The same white guy with the club foot and the whiny voice who I've seen for years, sleeping in the doorway of the Botox clinic down the block, comes up to me and Bill. "Spare some change for a homeless vet," he whines, like, Come on, already, fucking yuppies, and give me some change.
"Sorry, man."
He sucks his teeth and turns in disgust. "Would you please spare some change for a homeless vet," he whines at another passerby.
The woman on the corner of Fourteenth and Fifth, the one wrapped in a khaki tarp, the one who lays on the sidewalk covered in grime, shaking, like Tawana Brawley in her garbage bag. She's a tough case. She's only there when the United Homeless Organization woman isn't there on the same corner, the superduper chipper woman who calls me Pretty Hair whenever I donate. "Hi, Pretty Hair, god bless, have a good day!" The woman in the tarp looks awful -- you know how I'm always saying, "It's not Darfur?" This woman looks like she got dropped in the street directly from fucking Darfur. It's that bad.
Of course, then I see her from my window one morning, with a guy, a can collector, they're ducking under the scaffolding across the street, looking around for cops. They do...whatever their drug is. This is how it works -- the women panhandle, the men score. It's depressing.
Oh, these are the people in your neighborhood, in your neighborhood, in your neigh-bor-hood...
I talk to the UHO woman every now and again, she gives me the state of the union. She tells me about a fight she had with one of her "regulars." Guy used to give her a quarter every morning, then she commented on his dandruff, now he's angry at her. Her "regulars" -- like she's a vendor, providing him a service. Which she is. She is our neighborhood homeless person, the ombudsman for the rest of the crowd, the faceless lumps on the sidewalk underneath cardboard tents. You give her money, it goes to homeless people. What happens to it from there, you don't know.
The UHO does good, in my mind. It looks to me, through observation of the six or seven tables in my immediate area, that chronically homeless people turn to them, where they won't turn to other social services. At the same time, the UHO tables are fucking ubiquitous, and every single one of the collectors hassles you every single time you do not put a coin in the bucket.
Just one penny! Just one!
And everybody goes, la la la la la la la. Some people pat their pockets as they pass, like, checking for change, got none handy, too late now, oh well. I don't blame them. You don't want to pay people to be poor, and on drugs, like that's their job. Somebody's got to be poor and on drugs, and it's not going to be me.

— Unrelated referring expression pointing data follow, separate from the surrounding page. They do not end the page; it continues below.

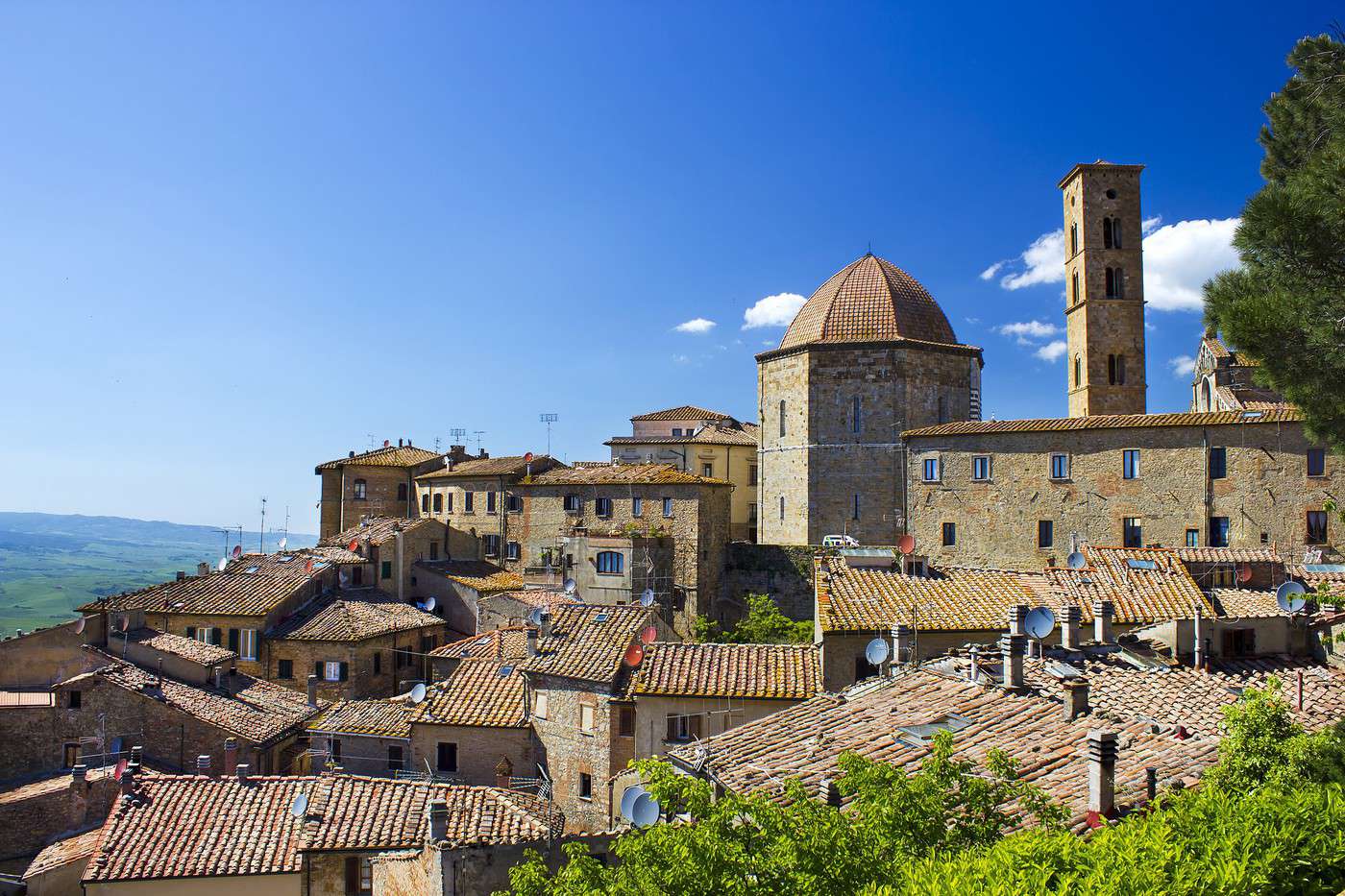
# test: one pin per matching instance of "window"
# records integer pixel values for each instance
(1060, 466)
(1130, 463)
(1219, 532)
(1217, 463)
(446, 757)
(1315, 526)
(682, 728)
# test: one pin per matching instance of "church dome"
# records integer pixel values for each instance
(869, 301)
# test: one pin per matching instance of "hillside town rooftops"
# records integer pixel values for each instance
(353, 615)
(759, 671)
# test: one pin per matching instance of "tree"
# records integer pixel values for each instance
(1284, 307)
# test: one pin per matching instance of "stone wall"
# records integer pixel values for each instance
(1264, 496)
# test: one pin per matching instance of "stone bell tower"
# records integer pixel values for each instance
(1105, 289)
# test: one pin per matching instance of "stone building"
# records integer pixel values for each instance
(696, 440)
(1025, 493)
(1105, 289)
(869, 355)
(374, 483)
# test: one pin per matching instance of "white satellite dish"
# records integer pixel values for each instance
(1039, 621)
(1287, 596)
(645, 811)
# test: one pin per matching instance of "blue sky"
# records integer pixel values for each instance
(239, 240)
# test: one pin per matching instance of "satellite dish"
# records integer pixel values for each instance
(1287, 596)
(645, 811)
(628, 799)
(1039, 621)
(634, 654)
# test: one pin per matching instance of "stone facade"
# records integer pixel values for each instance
(1264, 496)
(1105, 289)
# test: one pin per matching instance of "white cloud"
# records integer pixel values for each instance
(1179, 260)
(1052, 350)
(773, 311)
(1044, 261)
(1028, 331)
(1183, 366)
(696, 325)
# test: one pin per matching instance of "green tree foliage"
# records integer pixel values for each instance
(1264, 824)
(764, 624)
(1284, 307)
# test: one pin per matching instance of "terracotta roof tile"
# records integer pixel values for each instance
(764, 671)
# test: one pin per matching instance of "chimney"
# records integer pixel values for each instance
(1102, 621)
(1076, 697)
(1069, 627)
(1013, 648)
(1102, 775)
(437, 821)
(901, 644)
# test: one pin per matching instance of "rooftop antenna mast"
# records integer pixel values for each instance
(549, 419)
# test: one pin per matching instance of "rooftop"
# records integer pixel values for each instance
(760, 671)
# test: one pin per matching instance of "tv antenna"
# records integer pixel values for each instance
(549, 419)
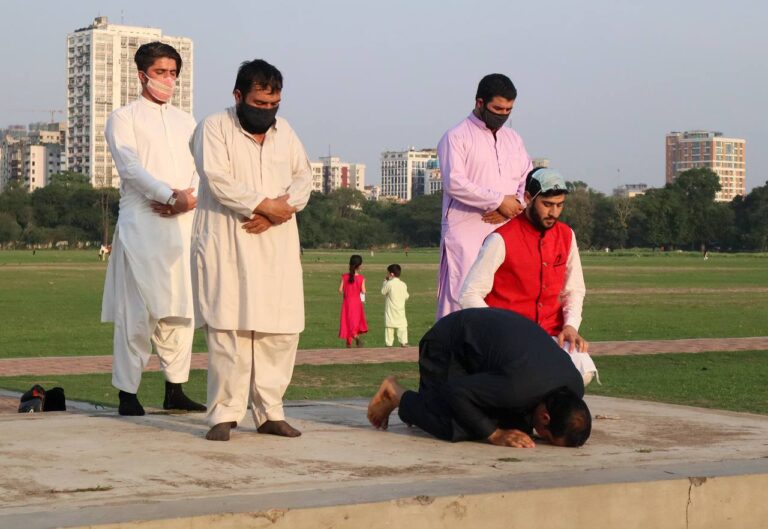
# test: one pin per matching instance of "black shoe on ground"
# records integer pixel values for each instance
(175, 399)
(129, 404)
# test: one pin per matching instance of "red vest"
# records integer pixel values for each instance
(530, 279)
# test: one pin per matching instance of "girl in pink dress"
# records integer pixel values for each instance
(352, 289)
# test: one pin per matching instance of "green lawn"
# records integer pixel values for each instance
(50, 302)
(724, 380)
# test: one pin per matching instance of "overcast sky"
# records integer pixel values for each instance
(599, 82)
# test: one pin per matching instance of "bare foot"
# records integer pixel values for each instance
(280, 428)
(384, 402)
(220, 432)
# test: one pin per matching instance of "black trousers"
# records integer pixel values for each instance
(426, 408)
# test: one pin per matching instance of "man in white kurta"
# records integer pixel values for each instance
(395, 293)
(254, 177)
(148, 289)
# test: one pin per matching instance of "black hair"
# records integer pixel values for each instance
(533, 186)
(258, 74)
(354, 263)
(569, 416)
(493, 85)
(148, 53)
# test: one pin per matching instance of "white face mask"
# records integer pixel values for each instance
(160, 89)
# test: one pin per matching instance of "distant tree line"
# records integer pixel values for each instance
(67, 209)
(681, 215)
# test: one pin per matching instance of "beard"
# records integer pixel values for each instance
(540, 223)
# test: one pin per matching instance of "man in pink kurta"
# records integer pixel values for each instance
(483, 165)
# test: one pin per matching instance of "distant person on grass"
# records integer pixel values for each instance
(491, 375)
(531, 266)
(352, 290)
(395, 293)
(148, 290)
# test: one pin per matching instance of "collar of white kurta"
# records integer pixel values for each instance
(151, 104)
(232, 111)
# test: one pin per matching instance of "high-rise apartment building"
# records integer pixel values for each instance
(630, 190)
(330, 174)
(102, 77)
(701, 148)
(406, 174)
(31, 157)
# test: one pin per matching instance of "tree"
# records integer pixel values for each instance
(71, 180)
(578, 212)
(696, 189)
(751, 220)
(16, 202)
(10, 231)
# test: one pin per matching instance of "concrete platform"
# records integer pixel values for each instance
(647, 465)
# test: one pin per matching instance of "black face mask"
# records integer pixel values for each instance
(256, 120)
(493, 120)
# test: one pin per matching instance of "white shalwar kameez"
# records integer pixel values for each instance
(248, 287)
(148, 289)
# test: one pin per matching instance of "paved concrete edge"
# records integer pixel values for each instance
(620, 497)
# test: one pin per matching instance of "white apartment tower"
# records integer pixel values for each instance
(31, 157)
(102, 77)
(406, 174)
(330, 174)
(702, 148)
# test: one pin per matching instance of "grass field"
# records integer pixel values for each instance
(50, 305)
(725, 380)
(50, 302)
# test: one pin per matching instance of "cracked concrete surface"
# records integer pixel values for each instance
(645, 463)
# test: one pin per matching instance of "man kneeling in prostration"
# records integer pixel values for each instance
(490, 374)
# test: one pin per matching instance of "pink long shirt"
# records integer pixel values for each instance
(478, 169)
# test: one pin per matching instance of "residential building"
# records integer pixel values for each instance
(102, 77)
(372, 192)
(330, 174)
(32, 156)
(405, 174)
(701, 148)
(630, 190)
(434, 182)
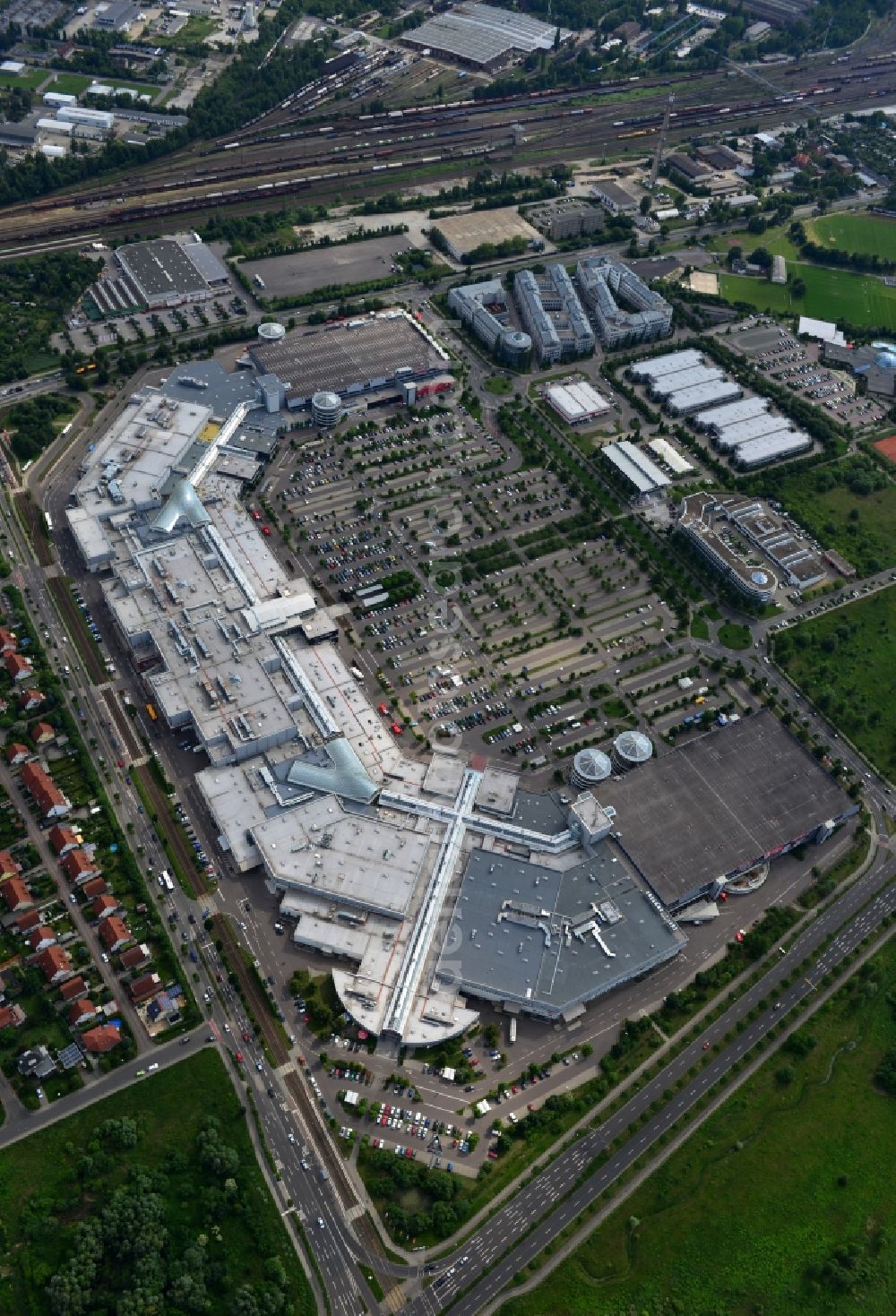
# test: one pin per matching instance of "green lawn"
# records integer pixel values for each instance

I hardly sound like the bleeding heart liberal I profess to be, do I? It's not like people choose mental illness and chronic addiction. God, the whiny guy's voice is just so tired, he's like, I just want to go home and get high, man, come on. You're gonna have a bottle of wine later, I just want mine.
I'm not even volunteering right now. It's not official, but I'll make it official; I can't have it both ways. I can't show up when I want and not when I don't, that's not how it works. Volunteering is not supposed to be a photo op, or material for a column, and I don't want it to be.
I hope that, when I miss it enough, I'll go back.
In the meantime, I try to see the girls in the women on the street, to remember that this was where they started. The UHO woman, she could have lived with me back in 1984; so could the woman in the tarp. They are my age, though they look twenty years older; they just didn't have parents with money to run home to. I did. Therefore, these days, I get to do my drugs indoors, and they don't.